AUSTRALIAN FOCUS ON CHEESE COULD REAP DIVIDENDS
China’s per capita dairy consumption remains well below that of some of its east Asian neighbours, “such as Japan, Korea and China’s Taiwan”, but there are some dairy product categories exhibiting strong growth opportunities.
“For example, annual cheese consumption in Japan is two to four kilograms per person, while it is close to two kilograms per person in Korea and Taiwan,” Mr Chen said.
“However, in China, it is currently less than 100 grams per person.”
“While this sees China only import around 100,000 tonnes of cheese each year – largely for its food-service sector such as burger chains – Australia supplies nearly a quarter of all China’s cheese import requirements, having seen good trade growth in recent years.
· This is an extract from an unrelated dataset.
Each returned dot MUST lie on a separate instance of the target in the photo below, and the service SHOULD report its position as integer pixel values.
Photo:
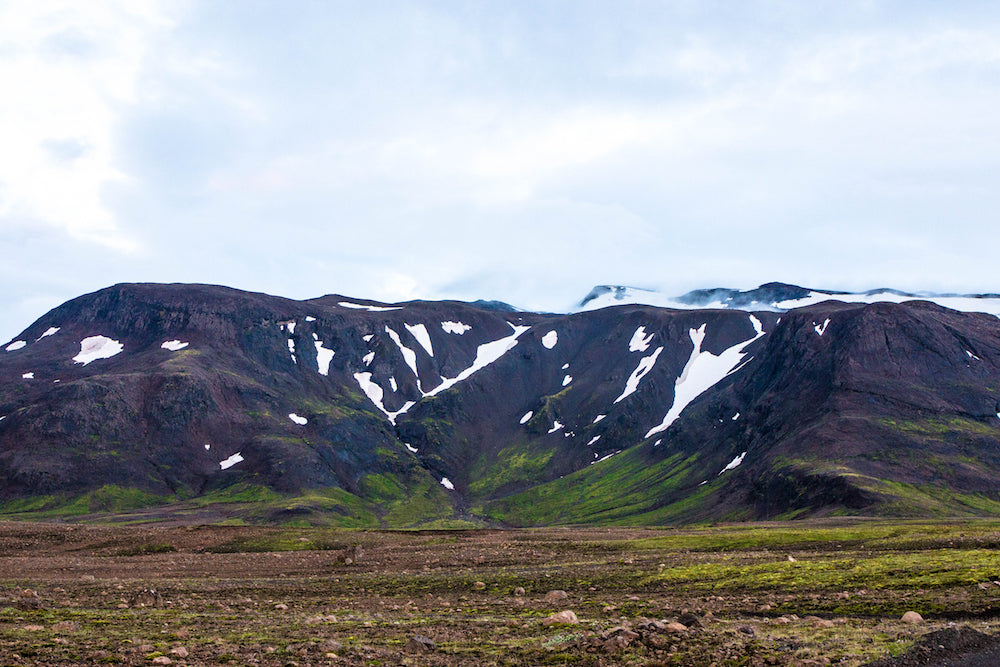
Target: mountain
(351, 412)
“Butter consumption is also growing faster than other dairy categories, but it also represents a very small component of overall dairy consumption, so, like cheese, there is considerable opportunity for growth.”
Other sectors exhibiting strong growth opportunities include yoghurt and ‘premium’ white milk (which has a higher protein content of 3.3% to 3.4%) compared with ‘mainstream or standard’ milk (with a protein content of 2.9% to 3%).
Mr Chen said while Australia has been importing fresh pasteurised milk into China, representing five per cent of China’s liquid milk imports, it was facing intense competition from domestically-produced milk.
“I see the export of fresh liquid milk into China being a very niche market, given the high air freight costs and increasing local competition.
“To remain sustainable exporters supplying that market will to invest in a strong brand presence to warrant a premium retail price.”